Since the first human release of
radionuclides on Earth at the
end of the Second World War, impact assessments have been implemented.
Radionuclides are now ubiquitous, and the impact of local accidental
release on human activities, although of low probability, is of tremendous
social and economic consequences. Although radionuclide inventories
(at various scales) are essential as input data for impact assessment,
crucial information on physicochemical speciation is lacking. Among
the metallic radionuclides of interest, cobalt-60 is one of the most
important activation products generated in the nuclear industry. In
this work, a marine model ecosystem has been defined because seawater
and more generally marine ecosystems are final receptacles of metal
pollution. A multistep approach from quantitative uptake to understanding
of the accumulation mechanism has been implemented with the sea urchin Paracentrotus lividus. In a well-controlled aquarium,
the day-by-day uptake of cobalt and its quantification in different
compartments of the sea urchin were monitored with various conditions
of exposure by combining ICP-OES analysis and γ spectrometry.

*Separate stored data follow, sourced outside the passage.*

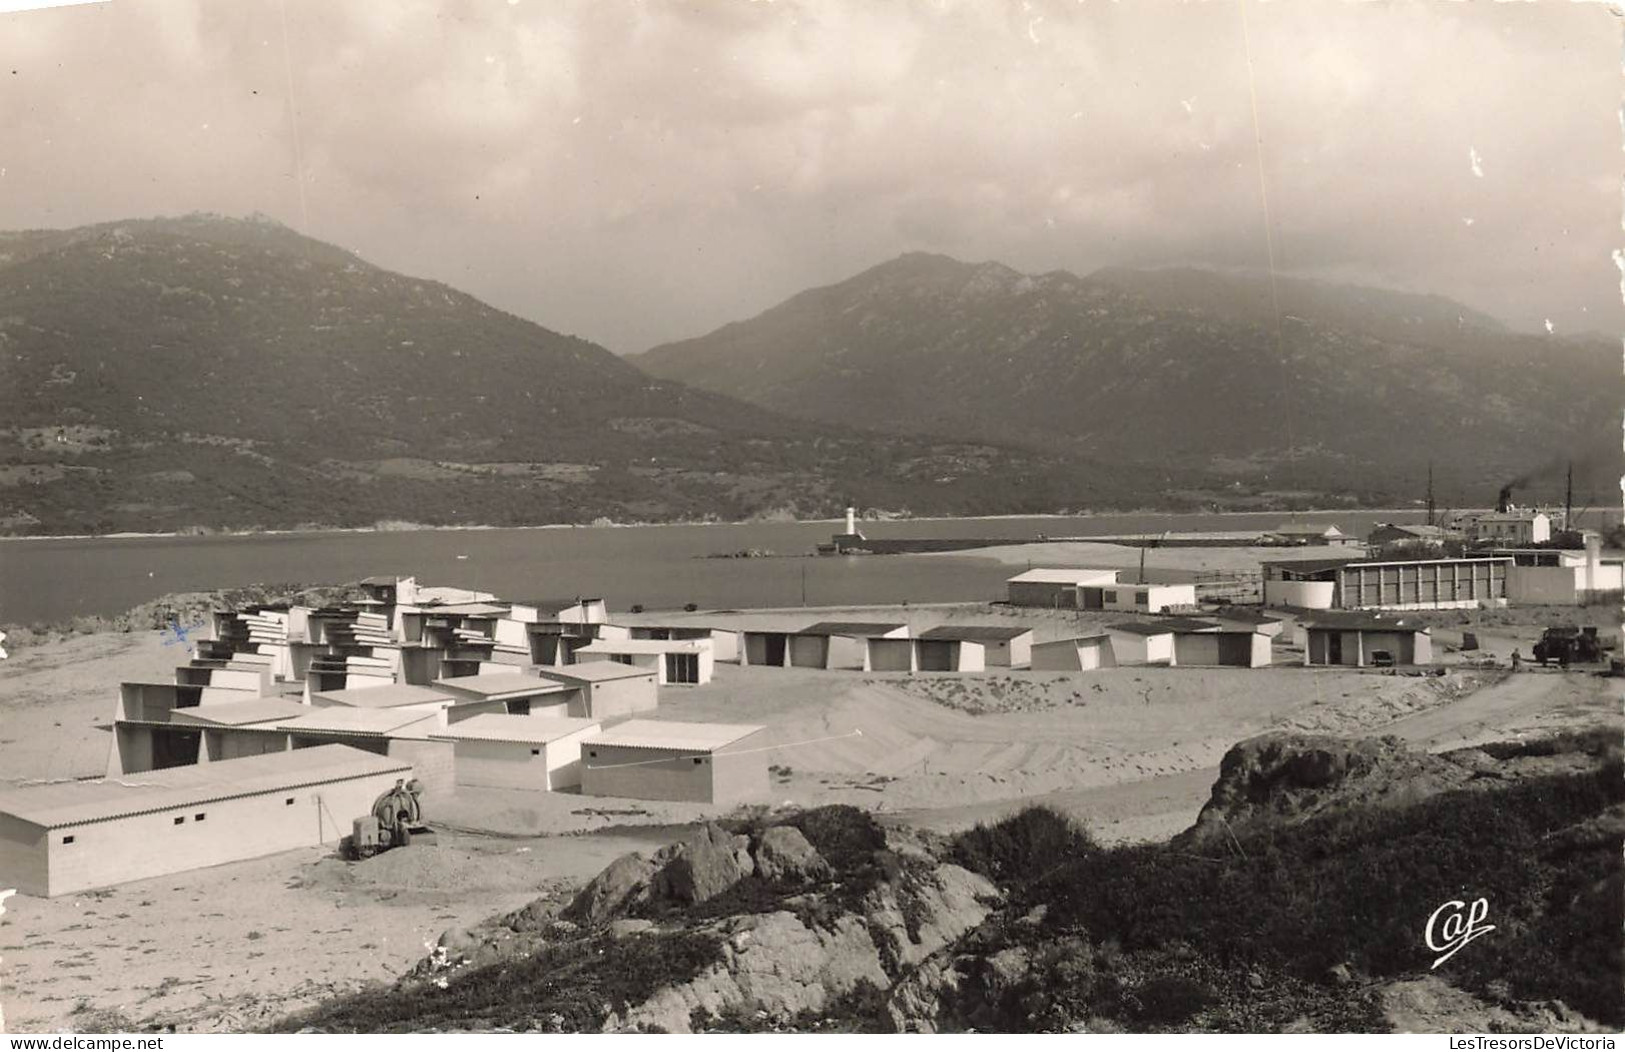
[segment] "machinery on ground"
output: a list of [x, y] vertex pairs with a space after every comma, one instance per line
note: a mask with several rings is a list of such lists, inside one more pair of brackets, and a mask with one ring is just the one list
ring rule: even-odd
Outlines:
[[1602, 640], [1595, 625], [1575, 628], [1572, 625], [1552, 625], [1535, 644], [1535, 660], [1542, 665], [1557, 662], [1564, 668], [1570, 665], [1594, 665], [1602, 661]]
[[392, 847], [406, 847], [416, 834], [427, 833], [423, 824], [423, 784], [397, 779], [395, 788], [373, 801], [372, 813], [357, 818], [351, 826], [347, 854], [351, 858], [371, 858]]

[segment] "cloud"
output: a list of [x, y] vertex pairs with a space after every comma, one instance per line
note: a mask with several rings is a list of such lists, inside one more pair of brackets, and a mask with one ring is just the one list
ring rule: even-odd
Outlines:
[[0, 226], [308, 216], [382, 265], [639, 350], [910, 249], [1262, 266], [1267, 196], [1288, 272], [1531, 329], [1620, 320], [1606, 9], [1251, 4], [1247, 28], [1250, 69], [1218, 2], [0, 16]]

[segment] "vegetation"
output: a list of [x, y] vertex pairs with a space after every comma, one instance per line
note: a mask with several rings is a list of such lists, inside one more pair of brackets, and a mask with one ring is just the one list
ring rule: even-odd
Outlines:
[[[1032, 961], [995, 999], [1000, 1023], [1278, 1029], [1307, 1015], [1367, 1029], [1380, 1024], [1374, 1002], [1363, 986], [1339, 983], [1425, 972], [1429, 915], [1482, 896], [1494, 937], [1442, 974], [1491, 1001], [1561, 999], [1625, 1024], [1620, 932], [1602, 920], [1618, 915], [1618, 838], [1565, 834], [1625, 802], [1617, 734], [1486, 751], [1573, 746], [1598, 767], [1398, 810], [1349, 808], [1290, 829], [1248, 827], [1205, 853], [1095, 848], [1043, 811], [962, 834], [955, 857], [997, 874], [1012, 899], [977, 950], [1018, 948]], [[1013, 920], [1040, 907], [1041, 924]]]
[[285, 1019], [276, 1029], [593, 1031], [612, 1012], [641, 1004], [721, 959], [721, 942], [704, 933], [600, 935], [546, 944], [532, 956], [473, 969], [444, 986], [417, 984], [409, 994], [364, 991]]

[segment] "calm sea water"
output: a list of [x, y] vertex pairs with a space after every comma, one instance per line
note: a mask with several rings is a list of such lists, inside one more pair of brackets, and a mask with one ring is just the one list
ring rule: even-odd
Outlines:
[[[871, 537], [1034, 540], [1163, 530], [1262, 530], [1280, 513], [1114, 515], [1088, 518], [909, 520], [865, 523]], [[1376, 521], [1420, 514], [1301, 516], [1363, 536]], [[994, 599], [1007, 567], [940, 556], [808, 557], [830, 523], [737, 526], [424, 530], [239, 537], [128, 537], [0, 541], [0, 622], [117, 614], [168, 592], [256, 583], [342, 582], [415, 575], [509, 598], [601, 595], [614, 609], [833, 606]], [[700, 556], [756, 548], [767, 559]]]

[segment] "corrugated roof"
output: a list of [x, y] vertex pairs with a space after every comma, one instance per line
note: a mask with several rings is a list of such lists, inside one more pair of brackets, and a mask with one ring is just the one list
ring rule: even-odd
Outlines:
[[1213, 620], [1220, 623], [1225, 621], [1234, 621], [1237, 624], [1243, 625], [1273, 625], [1280, 624], [1285, 620], [1285, 618], [1276, 617], [1273, 614], [1262, 613], [1258, 610], [1227, 609], [1215, 611], [1213, 614]]
[[[310, 711], [310, 706], [283, 698], [253, 698], [213, 705], [190, 705], [171, 710], [172, 722], [199, 720], [223, 727], [243, 727], [251, 723], [286, 720]], [[180, 719], [184, 717], [185, 719]]]
[[1103, 584], [1117, 580], [1116, 570], [1055, 570], [1042, 567], [1018, 573], [1007, 584]]
[[312, 694], [311, 697], [351, 709], [394, 709], [402, 705], [435, 705], [454, 700], [443, 690], [413, 686], [410, 683], [382, 683], [376, 687], [324, 690]]
[[598, 720], [573, 719], [564, 716], [509, 716], [486, 713], [458, 720], [443, 731], [429, 735], [452, 741], [524, 742], [545, 745], [567, 735], [584, 730], [598, 730]]
[[1042, 643], [1034, 643], [1033, 647], [1034, 647], [1034, 649], [1037, 649], [1038, 647], [1052, 647], [1052, 646], [1056, 646], [1057, 644], [1062, 644], [1062, 643], [1071, 643], [1073, 645], [1076, 645], [1078, 643], [1099, 643], [1102, 640], [1110, 640], [1110, 639], [1111, 639], [1111, 636], [1107, 635], [1104, 632], [1101, 632], [1101, 633], [1099, 633], [1097, 635], [1091, 635], [1091, 636], [1069, 636], [1066, 639], [1048, 639], [1048, 640], [1045, 640]]
[[920, 638], [968, 639], [975, 642], [983, 639], [1015, 639], [1031, 631], [1023, 625], [938, 625], [921, 632]]
[[1173, 634], [1173, 629], [1166, 625], [1153, 625], [1145, 621], [1119, 621], [1115, 625], [1107, 625], [1112, 632], [1126, 632], [1135, 636], [1167, 636]]
[[1157, 623], [1174, 632], [1206, 632], [1219, 627], [1215, 622], [1195, 617], [1165, 617]]
[[350, 778], [405, 774], [411, 769], [409, 763], [349, 745], [319, 745], [143, 771], [117, 780], [53, 782], [10, 789], [0, 792], [0, 814], [55, 829]]
[[637, 676], [653, 676], [652, 668], [623, 665], [619, 661], [581, 661], [574, 665], [535, 665], [536, 674], [566, 683], [604, 683]]
[[908, 625], [891, 621], [820, 621], [797, 632], [798, 636], [883, 636]]
[[556, 694], [567, 691], [569, 685], [557, 680], [542, 679], [525, 672], [486, 672], [478, 676], [450, 676], [435, 680], [440, 687], [466, 690], [470, 694], [483, 694], [488, 698], [508, 694]]
[[748, 738], [761, 730], [750, 723], [677, 723], [666, 720], [627, 720], [594, 735], [583, 745], [617, 745], [628, 749], [676, 749], [712, 752]]
[[297, 719], [277, 724], [281, 730], [295, 734], [372, 734], [379, 737], [422, 737], [418, 733], [401, 734], [416, 724], [434, 726], [435, 716], [430, 712], [401, 712], [395, 709], [317, 709]]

Cobalt is mainly distributed following the rating intestinal tract
≫ gonads > shell spines. Cobalt speciation in seawater and
inside the gonads and the intestinal tract was determined using extended
X-ray absorption fine structure (EXAFS). The cobalt inside the gonads
and the intestinal tract is mainly complexed by the toposome, the
main protein in the sea urchin P. lividus. Complexation with purified toposome was characterized and a complexation
site combining EXAFS and AIMD (ab initio molecular
dynamics) was proposed implying monodentate carboxylates.